INTRODUCCIÓN
Las patologías relacionadas con el dolor clasificado con el nombre de Síndrome de Túnel Carpiano implican, por lo general, el atrapamiento del nervio mediano en el túnel del carpo. Es una patología muy común, de etiología idiopática normalmente, especialmente entre las mujeres y relacionada con el uso excesivo. El espacio cóncavo que forman el pisiforme y el hueso ganchoso (en el lado cubital), así como el escafoides y el trapecio (en el lado radial), y cerrado por el ancho ligamento transverso del carpo (retináculo flexor) forman el túnel carpiano. En su recorrido, el nervio mediano comparte este pequeño espacio con los tendones de los músculos flexores de los dedos.

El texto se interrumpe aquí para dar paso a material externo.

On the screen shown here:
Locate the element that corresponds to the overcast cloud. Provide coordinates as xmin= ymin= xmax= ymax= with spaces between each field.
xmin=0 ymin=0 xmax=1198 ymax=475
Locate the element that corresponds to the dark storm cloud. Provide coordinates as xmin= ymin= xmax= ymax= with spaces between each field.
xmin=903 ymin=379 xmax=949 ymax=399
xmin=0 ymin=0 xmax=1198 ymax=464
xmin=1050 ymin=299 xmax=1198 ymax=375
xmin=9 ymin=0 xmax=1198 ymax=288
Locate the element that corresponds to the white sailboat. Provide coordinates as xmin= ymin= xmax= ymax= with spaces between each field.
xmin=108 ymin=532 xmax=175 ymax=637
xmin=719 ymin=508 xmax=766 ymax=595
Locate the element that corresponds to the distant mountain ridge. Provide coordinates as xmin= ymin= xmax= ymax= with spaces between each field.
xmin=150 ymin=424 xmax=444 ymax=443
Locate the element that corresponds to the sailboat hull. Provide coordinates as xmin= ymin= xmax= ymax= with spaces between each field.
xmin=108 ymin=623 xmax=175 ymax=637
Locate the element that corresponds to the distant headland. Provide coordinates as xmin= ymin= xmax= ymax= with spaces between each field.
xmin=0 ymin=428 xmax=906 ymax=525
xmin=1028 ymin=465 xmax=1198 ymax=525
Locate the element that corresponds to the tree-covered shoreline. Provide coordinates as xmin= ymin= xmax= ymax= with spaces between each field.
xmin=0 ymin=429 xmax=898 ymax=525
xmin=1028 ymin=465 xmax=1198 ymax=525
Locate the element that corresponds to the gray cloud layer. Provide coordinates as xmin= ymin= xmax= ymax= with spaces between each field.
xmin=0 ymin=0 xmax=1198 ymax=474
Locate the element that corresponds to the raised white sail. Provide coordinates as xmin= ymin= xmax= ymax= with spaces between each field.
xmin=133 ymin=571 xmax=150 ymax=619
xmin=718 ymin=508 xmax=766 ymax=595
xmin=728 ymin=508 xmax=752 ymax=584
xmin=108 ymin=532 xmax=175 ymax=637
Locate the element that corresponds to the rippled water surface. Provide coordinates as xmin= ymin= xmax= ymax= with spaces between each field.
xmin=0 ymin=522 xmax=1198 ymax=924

A menudo, el síndrome del túnel carpiano es el resultado de una combinación de factores que aumentan la presión en el nervio mediano y los tendones en esta zona, en lugar de ser un problema del nervio propiamente dicho. El trastorno se debe muy probablemente a una predisposición congénita: el túnel carpiano es simplemente más pequeño en algunas personas que en otras. Otros factores que contribuyen al diagnóstico incluyen traumatismos o lesiones en la muñeca que causan la hinchazón, tal como una torcedura o una fractura, hiperactividad de la glándula pituitaria, hipotiroidismo (baja función de la glándula tiroides), artritis reumatoide; problemas mecánicos en la articulación de la muñeca, estrés laboral, uso repetido de herramientas manuales de vibración, retención de líquido durante el embarazo o la menopausia, los cambios causados por enfermedades metabólicas o el desarrollo de un quiste o de un tumor en el túnel carpiano.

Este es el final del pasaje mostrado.